Juan Manuel Correa announced his return to racing on Monday after recovering from the severe leg injuries he sustained in the 2019 Formula Two crash in which Anthoine Hubert died.
“Announcing my return to the race tracks is one of the proudest moments in my professional career,” Correa said in a statement, promising to honour Hubert’s memory when he began racing again for the ART Formula Three team. “My dream is still to reach F1 and this is the first step in my comeback.”
Hubert died aged 22 after he crashed and his stationary car was then hit by Correa’s during the Belgian Grand Prix support race at Spa-Francorchamps. The FIA said in a subsequent report that Correa hit Hubert’s virtually stationary car at 218kph (135mph).
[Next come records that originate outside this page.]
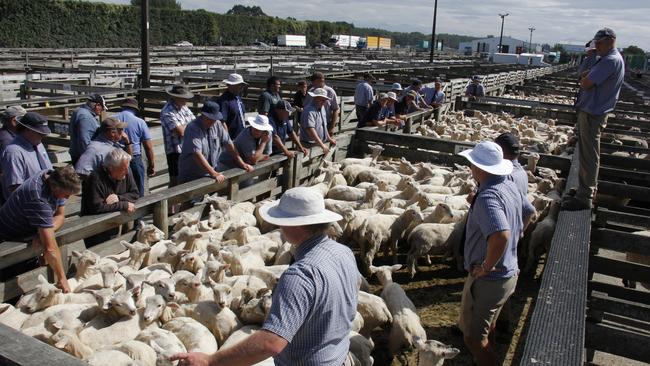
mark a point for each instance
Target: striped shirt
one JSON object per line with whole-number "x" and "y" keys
{"x": 29, "y": 208}
{"x": 170, "y": 118}
{"x": 499, "y": 206}
{"x": 314, "y": 304}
The Frenchman was the first driver to die at a Formula One race weekend since the Brazilian triple champion Ayrton Senna and the Austrian Roland Ratzenberger at Imola in Italy in 1994. Correa sustained 20 fractures to his legs and feet, spending two weeks in an induced coma and wearing a leg brace for more than a year. He underwent 25 bouts of surgery to his legs but avoided amputation.
Meanwhile, Pierre Gasly has become the sixth Formula One driver to test positive for Covid-19. The AlphaTauri driver, who won the Italian Grand Prix last year, contracted the virus in Dubai and wrote on Twitter: “I wanted to let you know that I tested positive for Covid-19. I have told everyone I’ve been in contact with during these last days.
“I’m currently self-isolating and following the protocol set by the local health authorities. I’m feeling OK, and will continue to follow my training plan from home while I remain in isolation.”
The British driver Lando Norris and Ferrari’s Charles Leclerc both tested positive for Covid-19 last month following time in Dubai. Lewis Hamilton also contracted the illness there before the Bahrain Grand Prix in November. Sergio Pérez and Lance Stroll tested positive for the virus last season.